Section 321 of the Tariff Act of 1930 created the US de minimis exemption, the rule that let any single shipment valued at $800 USD or less enter the United States duty-free and tax-free with informal entry paperwork. For more than a decade, Section 321 was the policy backbone of cross-border ecommerce from Canada, Mexico, and especially China-direct platforms like Shein and Temu. Brands shipping individual orders under $800 paid zero duty and cleared customs in minutes rather than days.
How it works in practice
Pre-suspension, Section 321 enabled the “fulfill from Canada or Mexico” model. A US customer would order on Shopify, the order would route to a Canadian or Mexican 3PL, and the parcel would cross the border into the US as a Section 321 entry, duty-free. The buyer paid no duty, the brand absorbed no tariff cost, and the parcel was usually delivered within 3-5 days via USPS or UPS Ground.
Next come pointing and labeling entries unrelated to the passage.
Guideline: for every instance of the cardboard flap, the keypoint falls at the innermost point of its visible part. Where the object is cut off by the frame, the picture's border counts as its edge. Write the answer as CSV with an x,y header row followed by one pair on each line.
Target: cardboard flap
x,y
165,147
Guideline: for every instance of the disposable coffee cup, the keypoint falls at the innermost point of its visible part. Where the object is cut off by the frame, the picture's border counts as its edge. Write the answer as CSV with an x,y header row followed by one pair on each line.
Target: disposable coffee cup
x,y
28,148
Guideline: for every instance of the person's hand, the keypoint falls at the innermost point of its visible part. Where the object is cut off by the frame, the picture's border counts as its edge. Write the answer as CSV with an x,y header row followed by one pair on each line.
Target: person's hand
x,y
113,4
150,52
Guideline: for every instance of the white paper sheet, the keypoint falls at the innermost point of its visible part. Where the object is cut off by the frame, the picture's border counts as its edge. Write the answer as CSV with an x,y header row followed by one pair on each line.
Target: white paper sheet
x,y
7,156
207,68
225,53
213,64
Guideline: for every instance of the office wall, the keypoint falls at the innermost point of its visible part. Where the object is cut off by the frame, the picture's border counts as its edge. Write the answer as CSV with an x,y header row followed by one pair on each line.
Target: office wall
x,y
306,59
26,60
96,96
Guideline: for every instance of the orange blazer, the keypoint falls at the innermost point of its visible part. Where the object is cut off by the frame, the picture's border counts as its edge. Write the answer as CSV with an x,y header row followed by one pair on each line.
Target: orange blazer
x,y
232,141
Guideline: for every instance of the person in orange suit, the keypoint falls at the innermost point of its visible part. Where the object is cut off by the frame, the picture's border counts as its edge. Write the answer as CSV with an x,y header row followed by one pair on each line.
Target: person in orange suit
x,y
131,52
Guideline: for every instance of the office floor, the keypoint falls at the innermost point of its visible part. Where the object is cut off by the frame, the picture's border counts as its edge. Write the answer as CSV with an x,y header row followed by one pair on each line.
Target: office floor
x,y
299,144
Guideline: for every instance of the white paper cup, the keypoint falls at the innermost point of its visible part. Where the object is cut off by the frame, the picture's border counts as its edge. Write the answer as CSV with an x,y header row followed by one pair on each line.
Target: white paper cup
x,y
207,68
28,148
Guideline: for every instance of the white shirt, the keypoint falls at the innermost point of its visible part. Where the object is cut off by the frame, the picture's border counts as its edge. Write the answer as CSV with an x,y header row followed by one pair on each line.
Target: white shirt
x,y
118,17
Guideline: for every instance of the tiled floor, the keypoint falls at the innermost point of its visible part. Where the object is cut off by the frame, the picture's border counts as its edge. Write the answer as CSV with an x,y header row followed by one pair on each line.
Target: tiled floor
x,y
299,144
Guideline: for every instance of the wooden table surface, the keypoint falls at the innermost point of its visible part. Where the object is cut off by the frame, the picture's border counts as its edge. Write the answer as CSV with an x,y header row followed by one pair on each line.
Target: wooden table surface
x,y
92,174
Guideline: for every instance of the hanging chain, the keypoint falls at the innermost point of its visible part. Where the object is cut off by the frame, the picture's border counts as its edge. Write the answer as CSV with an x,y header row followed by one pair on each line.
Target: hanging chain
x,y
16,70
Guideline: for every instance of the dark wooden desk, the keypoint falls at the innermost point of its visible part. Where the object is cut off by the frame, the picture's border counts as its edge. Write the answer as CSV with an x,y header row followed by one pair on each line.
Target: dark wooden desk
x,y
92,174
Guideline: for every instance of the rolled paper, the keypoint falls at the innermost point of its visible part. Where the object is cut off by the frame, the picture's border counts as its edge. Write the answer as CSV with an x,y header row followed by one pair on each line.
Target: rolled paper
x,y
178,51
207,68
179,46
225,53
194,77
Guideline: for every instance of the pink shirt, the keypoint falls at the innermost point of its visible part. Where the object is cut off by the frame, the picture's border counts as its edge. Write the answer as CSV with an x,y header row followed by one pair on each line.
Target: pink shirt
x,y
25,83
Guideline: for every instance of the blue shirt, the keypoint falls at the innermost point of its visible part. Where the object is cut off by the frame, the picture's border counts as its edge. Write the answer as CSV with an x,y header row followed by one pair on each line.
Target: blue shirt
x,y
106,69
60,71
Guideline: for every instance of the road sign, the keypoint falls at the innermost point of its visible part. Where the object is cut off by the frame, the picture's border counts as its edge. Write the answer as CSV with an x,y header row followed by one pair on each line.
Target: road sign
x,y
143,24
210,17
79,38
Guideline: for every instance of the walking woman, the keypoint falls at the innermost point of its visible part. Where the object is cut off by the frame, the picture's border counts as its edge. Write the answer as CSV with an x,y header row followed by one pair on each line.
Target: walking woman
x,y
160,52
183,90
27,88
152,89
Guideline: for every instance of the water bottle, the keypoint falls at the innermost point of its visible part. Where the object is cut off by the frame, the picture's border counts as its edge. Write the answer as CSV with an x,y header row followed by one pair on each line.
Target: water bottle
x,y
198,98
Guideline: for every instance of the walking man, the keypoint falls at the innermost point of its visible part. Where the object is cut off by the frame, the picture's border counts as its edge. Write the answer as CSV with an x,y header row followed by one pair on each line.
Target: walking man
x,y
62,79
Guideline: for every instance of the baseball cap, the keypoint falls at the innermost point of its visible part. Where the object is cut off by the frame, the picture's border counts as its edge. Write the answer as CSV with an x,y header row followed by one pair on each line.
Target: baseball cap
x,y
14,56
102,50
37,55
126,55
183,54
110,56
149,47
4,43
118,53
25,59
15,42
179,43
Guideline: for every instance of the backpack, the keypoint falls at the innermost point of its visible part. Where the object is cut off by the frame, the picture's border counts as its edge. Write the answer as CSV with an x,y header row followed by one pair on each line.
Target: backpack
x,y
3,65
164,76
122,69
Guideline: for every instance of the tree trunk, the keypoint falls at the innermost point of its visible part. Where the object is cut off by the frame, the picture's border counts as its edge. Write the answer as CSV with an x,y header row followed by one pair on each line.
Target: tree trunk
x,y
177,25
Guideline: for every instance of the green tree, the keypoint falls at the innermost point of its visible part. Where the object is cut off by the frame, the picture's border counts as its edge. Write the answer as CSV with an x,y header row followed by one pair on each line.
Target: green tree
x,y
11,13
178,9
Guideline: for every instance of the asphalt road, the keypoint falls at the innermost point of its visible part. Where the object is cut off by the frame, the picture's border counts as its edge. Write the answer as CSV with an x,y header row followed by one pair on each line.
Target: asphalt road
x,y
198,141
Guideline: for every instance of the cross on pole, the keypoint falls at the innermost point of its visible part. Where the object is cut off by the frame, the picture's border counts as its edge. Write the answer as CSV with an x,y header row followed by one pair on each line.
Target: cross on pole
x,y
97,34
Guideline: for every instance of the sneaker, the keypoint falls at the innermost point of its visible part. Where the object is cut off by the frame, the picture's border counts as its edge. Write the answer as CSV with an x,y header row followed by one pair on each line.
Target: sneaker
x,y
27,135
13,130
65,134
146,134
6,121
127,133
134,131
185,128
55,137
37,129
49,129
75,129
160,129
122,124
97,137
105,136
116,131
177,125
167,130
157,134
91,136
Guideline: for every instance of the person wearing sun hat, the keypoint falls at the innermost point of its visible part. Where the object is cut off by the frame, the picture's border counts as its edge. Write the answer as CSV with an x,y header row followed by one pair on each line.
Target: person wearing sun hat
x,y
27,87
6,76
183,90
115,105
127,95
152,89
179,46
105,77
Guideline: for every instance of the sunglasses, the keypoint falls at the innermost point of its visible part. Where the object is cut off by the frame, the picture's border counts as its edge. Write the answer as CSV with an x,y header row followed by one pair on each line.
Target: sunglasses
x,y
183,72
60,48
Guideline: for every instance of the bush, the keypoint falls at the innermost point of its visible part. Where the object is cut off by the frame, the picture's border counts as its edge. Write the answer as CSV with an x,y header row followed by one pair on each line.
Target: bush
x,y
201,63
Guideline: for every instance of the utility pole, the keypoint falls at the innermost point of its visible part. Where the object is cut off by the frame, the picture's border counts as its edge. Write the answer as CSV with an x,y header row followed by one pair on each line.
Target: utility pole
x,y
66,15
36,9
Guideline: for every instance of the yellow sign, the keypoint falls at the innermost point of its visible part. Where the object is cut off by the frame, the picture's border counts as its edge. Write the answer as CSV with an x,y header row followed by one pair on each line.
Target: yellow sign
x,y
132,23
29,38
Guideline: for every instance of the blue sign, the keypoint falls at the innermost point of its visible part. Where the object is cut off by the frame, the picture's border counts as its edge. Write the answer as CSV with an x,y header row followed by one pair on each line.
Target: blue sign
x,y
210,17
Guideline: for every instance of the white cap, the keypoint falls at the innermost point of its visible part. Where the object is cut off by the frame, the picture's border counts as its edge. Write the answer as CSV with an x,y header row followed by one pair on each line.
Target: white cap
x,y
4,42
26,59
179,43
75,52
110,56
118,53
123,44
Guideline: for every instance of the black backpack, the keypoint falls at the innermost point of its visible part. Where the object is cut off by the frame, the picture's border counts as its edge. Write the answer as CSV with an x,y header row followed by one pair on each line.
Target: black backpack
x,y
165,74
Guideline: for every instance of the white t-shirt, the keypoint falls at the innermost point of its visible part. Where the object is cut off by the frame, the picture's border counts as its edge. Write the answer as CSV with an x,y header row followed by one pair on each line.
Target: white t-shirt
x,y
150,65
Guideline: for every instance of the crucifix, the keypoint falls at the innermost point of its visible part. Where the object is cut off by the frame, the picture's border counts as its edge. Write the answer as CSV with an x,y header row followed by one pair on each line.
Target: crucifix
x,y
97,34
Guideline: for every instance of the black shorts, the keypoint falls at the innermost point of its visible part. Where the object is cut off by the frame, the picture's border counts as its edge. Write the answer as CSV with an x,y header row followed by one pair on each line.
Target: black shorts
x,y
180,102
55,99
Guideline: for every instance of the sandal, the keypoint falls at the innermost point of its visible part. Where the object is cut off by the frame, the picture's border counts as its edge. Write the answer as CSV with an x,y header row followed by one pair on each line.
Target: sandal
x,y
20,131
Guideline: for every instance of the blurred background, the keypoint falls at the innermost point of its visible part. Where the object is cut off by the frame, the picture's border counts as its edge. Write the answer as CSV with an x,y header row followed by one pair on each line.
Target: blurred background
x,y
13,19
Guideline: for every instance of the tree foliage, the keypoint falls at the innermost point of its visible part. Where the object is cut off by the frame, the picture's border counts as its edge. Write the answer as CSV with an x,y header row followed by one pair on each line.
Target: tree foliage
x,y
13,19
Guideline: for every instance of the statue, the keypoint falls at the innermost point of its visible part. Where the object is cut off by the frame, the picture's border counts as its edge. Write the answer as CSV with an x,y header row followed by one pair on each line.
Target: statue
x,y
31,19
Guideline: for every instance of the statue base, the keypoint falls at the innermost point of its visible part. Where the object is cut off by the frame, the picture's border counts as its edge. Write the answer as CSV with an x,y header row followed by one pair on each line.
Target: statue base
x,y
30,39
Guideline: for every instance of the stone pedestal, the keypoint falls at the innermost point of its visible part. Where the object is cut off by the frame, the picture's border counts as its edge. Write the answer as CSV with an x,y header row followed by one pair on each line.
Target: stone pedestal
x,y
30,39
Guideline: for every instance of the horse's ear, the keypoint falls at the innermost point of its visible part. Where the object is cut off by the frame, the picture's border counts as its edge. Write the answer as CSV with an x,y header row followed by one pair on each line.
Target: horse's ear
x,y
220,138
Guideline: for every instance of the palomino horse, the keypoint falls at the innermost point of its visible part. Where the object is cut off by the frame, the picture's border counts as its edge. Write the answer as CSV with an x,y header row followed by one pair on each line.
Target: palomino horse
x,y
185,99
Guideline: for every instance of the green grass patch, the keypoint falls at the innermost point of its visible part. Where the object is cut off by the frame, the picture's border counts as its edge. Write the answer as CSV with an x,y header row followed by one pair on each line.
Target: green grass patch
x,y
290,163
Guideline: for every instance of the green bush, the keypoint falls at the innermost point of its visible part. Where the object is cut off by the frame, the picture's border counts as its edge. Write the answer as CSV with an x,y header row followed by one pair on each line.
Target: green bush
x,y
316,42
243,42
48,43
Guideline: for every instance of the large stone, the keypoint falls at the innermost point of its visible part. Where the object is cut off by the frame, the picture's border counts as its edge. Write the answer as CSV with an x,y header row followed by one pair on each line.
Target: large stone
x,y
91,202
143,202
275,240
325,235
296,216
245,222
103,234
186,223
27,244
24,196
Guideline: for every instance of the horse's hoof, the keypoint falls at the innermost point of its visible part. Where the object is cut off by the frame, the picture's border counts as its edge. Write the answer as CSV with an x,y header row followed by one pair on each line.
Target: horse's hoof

Volumes peaked at over 4 million Section 321 shipments per day arriving in the US.
On August 29, 2025, the US government suspended de minimis treatment for commercial ecommerce shipments. The same parcel that previously crossed duty-free now requires formal entry, HS classification, and payment of the applicable tariff rate plus any Section 122 surcharge for non-USMCA goods. This effectively ended the Canada-and-Mexico fulfillment arbitrage that had built up over the prior decade.
Why it matters
The suspension of Section 321 forced thousands of brands to either pay duty on every cross-border order, restructure inventory to land in US warehouses pre-duty, or absorb the cost as a margin hit. The brands hit hardest were direct-from-China sellers and Canadian DTC brands that had built their US growth on duty-free crossings. The brands least affected were those already operating US inventory or already paying duty at the bulk import level.
Common misconceptions
- Section 321 is technically still on the books, it’s the operational treatment that was suspended.
- The $800 threshold is not back, even for low-value parcels. Every commercial shipment now requires formal classification.
- Personal gifts and personal-use imports follow different rules and are not the same as commercial Section 321.